ところが、1979年オーストラリアのウォーレンとマーシャルは、胃粘膜標本から「らせん状の細菌」を染色することに成功しました。この菌の発見で、彼らは2005年にノーベル生理学・医学賞を受賞しました。なぜこの菌の発見が評価されたのかというと、近年、この菌が胃潰瘍や胃がんなどの原因となっていることが明らかになってきたからです。現在関連があるといわれているのは、胃潰瘍・十二指腸潰瘍・胃MALTリンパ腫・特発性血小板減少性紫斑病などです。これらの病気の場合は、健康保険でピロリ菌を除菌することができます。
そして、2013年2月からは内視鏡検査において胃炎の確定診断をされた方も、除菌療法が健康保険適用となりました。
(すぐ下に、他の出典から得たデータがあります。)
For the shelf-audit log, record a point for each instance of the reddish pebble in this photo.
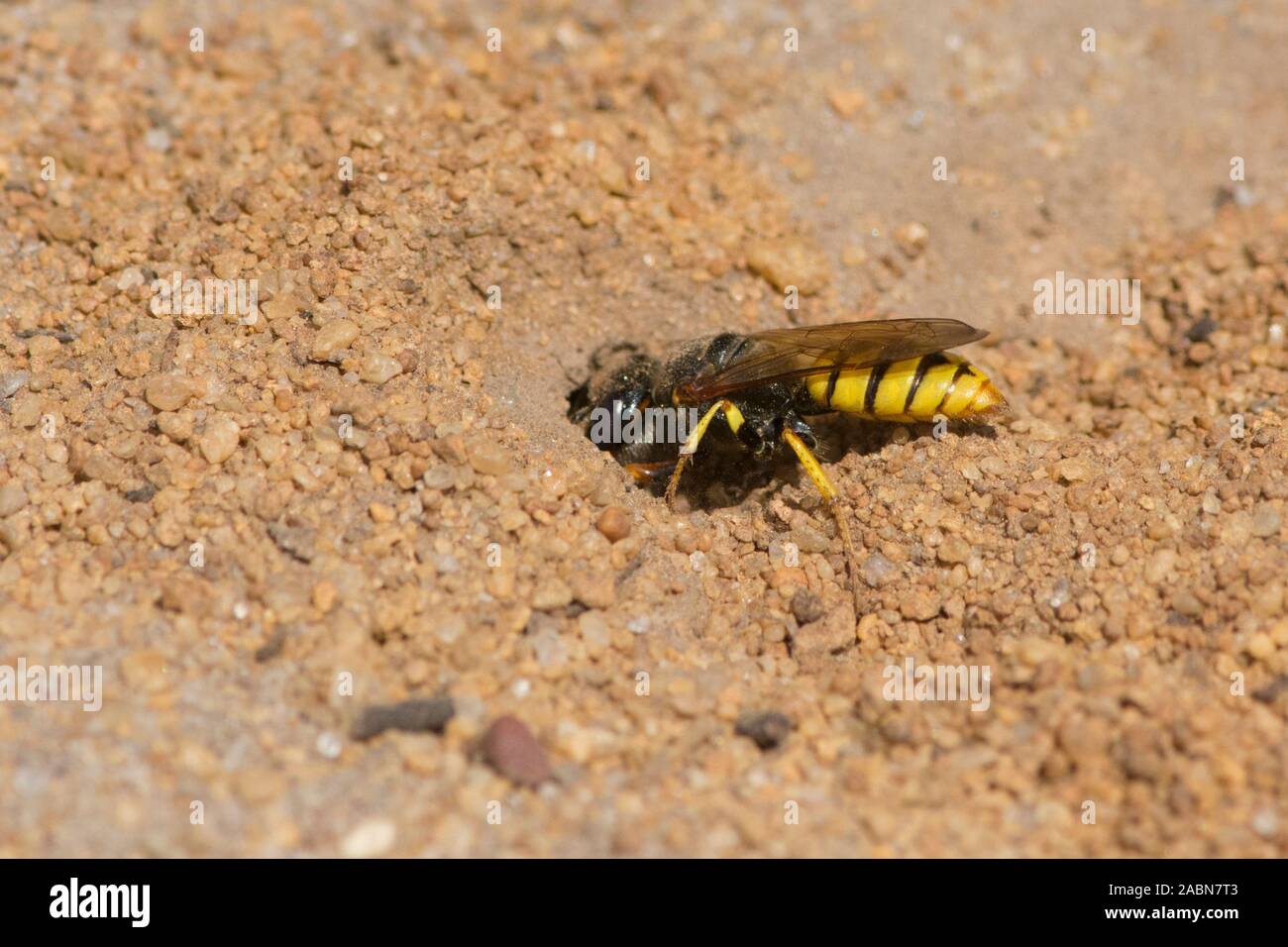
(514, 753)
(614, 523)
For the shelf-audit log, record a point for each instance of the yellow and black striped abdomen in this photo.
(914, 389)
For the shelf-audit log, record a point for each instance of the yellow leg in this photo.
(733, 418)
(833, 504)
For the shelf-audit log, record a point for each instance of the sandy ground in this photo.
(372, 493)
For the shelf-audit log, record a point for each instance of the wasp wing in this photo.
(784, 355)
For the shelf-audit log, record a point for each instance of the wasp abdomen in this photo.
(913, 389)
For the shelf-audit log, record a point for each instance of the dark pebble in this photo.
(806, 605)
(765, 728)
(428, 714)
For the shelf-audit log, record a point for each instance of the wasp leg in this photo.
(833, 504)
(733, 418)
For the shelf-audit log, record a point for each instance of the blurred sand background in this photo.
(384, 487)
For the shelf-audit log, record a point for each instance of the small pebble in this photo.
(513, 751)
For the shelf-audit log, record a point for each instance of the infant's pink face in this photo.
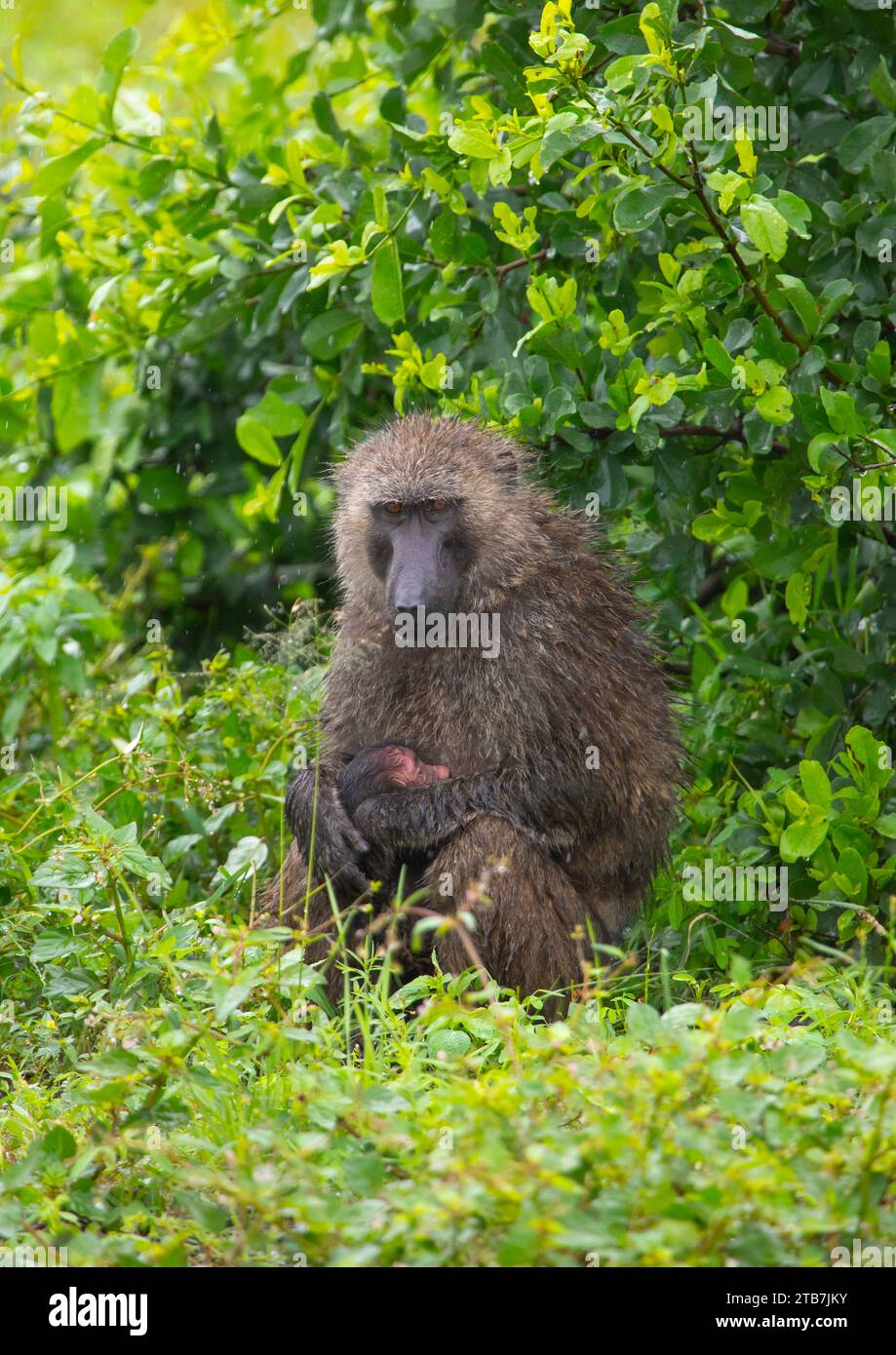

ピロリ菌が胃の粘膜に感染し、長期間炎症が続くと慢性胃炎となります。この慢性胃炎をヘリコバクター・ピロリ感染胃炎・萎縮性胃炎と呼びます。その胃炎の粘膜の一部から胃がんが発生するといわれており、ヘリコバクター・ピロリ感染胃炎に対する除菌療法の保険適応が待たれていましたが、健康保険で除菌療法が可能となりました。しかし、健康保険適応に対しては「内視鏡検査において胃炎の確定診断」必要となります。これは、内視鏡検査で既に胃がんがないかどうかを確認することが大事だからです。
ピロリ菌の感染や胃がんが心配な人は、ぜひピロリ菌検査と内視鏡検査をセット受けることをおすすめします。